Some women go into the trenches with the men
They do not always dig. They rarely make headlines. Yet without them, many mining sites would grind to a halt. They feed the miners, supply the camps, move tools and water, operate transport networks, run mobile money services, and sometimes work directly with gold ore. They are not always on the frontlines of the pits; they are the infrastructure holding the system together.
Holding Communities and Economies Together
In towns like Wassa Akropong, Asankragua, Prestea, Dunkwa, Obuasi, and Akwatia, women wake before dawn to cook for miners, carry goods, wash ore, or sell fuel and water. Others run small guesthouses, kiosks, and chop bars. When large mining camps appear overnight, women become the suppliers who make daily operations possible.
Their trade networks stretch through communities, riversides, and forest paths, stitching together the informal economy around mining.
In short, the mines don’t run without them.
Survival in a Harsh Economy

A woman washing for gold at Wassa Gyapa
Many women in galamsey communities are not there out of choice but necessity. They are young women from farming communities where income has collapsed, widows who lost husbands to mining or illness, and single mothers trying to support children.
To them, the gold fields represent something that rural agriculture and many city jobs do not:
a path, however uncertain, to economic dignity.
Where the formal economy offers silence, the mining camp recognizes effort. If you work hard, you eat. If you learn quickly, you rise. This promise, not glamour, draws women in.
The Emotional and Social Labour Nobody Sees
Women are more than workers in mining areas; they are the social glue. They provide emotional support, mediate conflicts, take care of injured workers, and organize informal savings groups (susu) that help miners build capital.
They may not break rocks, but they break isolation, despair, and hunger; the intangible forces that weaken any community.
In many mining settlements, if you want to understand what is happening, you don’t ask the pit boss, you ask the women.
Facing the Dangers Without Recognition

A woman pouring mercury in her hand without protection
Despite their crucial role, women in galamsey face substantial risks:
- Exposure to mercury fumes and chemical contaminants
- Sexual harassment and exploitation
- Violence during security raids
- Limited access to healthcare or maternity services
- Economic vulnerability when miners cannot pay debts
- Social stigma from outsiders who reduce them to stereotypes
Their labour sustains livelihoods, yet they occupy the most precarious positions in the value chain; visible only when crises appear.
Transforming Gold Dust into Futures
Unlike many male miners who gamble earnings on equipment or nightlife, women in mining towns often convert their earnings into stability.

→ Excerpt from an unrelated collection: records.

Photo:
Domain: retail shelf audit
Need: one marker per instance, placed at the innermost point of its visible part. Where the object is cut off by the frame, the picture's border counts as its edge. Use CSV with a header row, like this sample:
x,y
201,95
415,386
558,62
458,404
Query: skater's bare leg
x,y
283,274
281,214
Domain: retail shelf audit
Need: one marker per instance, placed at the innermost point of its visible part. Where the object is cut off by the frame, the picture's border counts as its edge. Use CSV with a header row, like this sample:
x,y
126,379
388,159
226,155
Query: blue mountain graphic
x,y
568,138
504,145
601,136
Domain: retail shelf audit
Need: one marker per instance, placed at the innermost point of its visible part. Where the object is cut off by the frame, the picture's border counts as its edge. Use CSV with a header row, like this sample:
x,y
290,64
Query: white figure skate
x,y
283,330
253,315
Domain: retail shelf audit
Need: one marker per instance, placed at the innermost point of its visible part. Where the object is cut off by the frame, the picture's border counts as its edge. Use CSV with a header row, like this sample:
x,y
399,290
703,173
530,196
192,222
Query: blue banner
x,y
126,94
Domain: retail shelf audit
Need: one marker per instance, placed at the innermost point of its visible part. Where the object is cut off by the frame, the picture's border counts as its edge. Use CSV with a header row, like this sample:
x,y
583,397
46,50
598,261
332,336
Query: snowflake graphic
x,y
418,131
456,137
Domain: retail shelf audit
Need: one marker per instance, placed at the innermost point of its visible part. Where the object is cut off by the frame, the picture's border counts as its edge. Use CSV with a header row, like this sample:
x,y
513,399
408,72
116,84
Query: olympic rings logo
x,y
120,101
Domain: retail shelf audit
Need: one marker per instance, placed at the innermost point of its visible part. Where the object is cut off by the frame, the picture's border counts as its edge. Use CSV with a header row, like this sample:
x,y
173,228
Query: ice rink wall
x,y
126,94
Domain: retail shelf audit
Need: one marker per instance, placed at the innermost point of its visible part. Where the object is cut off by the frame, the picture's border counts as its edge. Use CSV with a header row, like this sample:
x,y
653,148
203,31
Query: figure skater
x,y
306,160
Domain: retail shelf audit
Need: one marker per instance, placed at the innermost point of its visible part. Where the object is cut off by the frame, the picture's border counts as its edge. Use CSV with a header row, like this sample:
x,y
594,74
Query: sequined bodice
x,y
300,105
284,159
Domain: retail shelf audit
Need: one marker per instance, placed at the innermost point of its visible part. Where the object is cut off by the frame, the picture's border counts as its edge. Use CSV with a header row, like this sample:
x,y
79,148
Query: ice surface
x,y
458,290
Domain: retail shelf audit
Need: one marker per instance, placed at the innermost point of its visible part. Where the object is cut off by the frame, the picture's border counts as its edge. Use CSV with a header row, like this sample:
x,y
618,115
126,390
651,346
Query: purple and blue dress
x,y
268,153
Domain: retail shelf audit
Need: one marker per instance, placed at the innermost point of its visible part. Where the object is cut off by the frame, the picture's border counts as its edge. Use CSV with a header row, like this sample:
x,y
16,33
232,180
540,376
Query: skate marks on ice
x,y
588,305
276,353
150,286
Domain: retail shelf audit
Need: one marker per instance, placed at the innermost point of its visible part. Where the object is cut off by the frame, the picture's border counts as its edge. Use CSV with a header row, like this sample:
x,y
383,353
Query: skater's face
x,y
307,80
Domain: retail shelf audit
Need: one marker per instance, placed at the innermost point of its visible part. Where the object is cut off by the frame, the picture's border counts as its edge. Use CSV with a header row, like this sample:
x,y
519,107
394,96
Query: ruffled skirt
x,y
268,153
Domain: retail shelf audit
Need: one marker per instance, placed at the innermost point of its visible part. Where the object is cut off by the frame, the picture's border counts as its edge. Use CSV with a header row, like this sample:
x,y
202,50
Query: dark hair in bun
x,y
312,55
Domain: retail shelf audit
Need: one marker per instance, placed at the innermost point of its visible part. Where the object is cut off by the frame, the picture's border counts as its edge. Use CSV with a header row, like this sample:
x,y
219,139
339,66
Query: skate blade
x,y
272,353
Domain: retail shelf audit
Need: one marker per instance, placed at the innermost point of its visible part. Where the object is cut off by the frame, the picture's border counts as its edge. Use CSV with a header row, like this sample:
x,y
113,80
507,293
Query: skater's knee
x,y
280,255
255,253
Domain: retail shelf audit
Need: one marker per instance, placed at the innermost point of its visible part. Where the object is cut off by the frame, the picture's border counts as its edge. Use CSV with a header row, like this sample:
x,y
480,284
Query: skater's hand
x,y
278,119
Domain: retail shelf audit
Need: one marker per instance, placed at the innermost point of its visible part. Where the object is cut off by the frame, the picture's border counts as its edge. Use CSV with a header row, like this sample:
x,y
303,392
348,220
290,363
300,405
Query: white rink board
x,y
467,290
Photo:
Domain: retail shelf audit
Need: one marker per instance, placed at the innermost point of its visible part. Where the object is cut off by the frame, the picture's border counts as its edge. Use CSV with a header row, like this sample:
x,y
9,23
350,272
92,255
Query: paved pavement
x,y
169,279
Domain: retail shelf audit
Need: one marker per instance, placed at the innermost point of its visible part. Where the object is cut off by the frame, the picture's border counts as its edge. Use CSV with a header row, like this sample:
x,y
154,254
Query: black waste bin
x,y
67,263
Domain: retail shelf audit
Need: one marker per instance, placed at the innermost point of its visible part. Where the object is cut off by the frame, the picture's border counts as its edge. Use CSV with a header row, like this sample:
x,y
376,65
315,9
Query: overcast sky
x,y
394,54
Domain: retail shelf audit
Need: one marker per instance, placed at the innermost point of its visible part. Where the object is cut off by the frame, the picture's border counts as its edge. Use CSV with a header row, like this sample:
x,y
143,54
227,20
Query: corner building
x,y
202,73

They pay school fees, support extended family, purchase land, and fund new businesses back home.
A miner may chase the next strike.
A woman in the camp often chases a future beyond the mud.
Their contributions ripple far beyond the mining pits, across villages, towns, and generations.
Seeing What We Have Ignored
The story of galamsey is incomplete without its women. They work in the shadows yet sustain the system; they absorb the economic shocks yet build the safety nets; they hustle without praise yet stabilize entire communities.
As Ghana debates illegal mining, enforcement, and environmental destruction, one truth must not be forgotten:
Women are not side characters in the galamsey story. They are central actors, quietly holding the system together.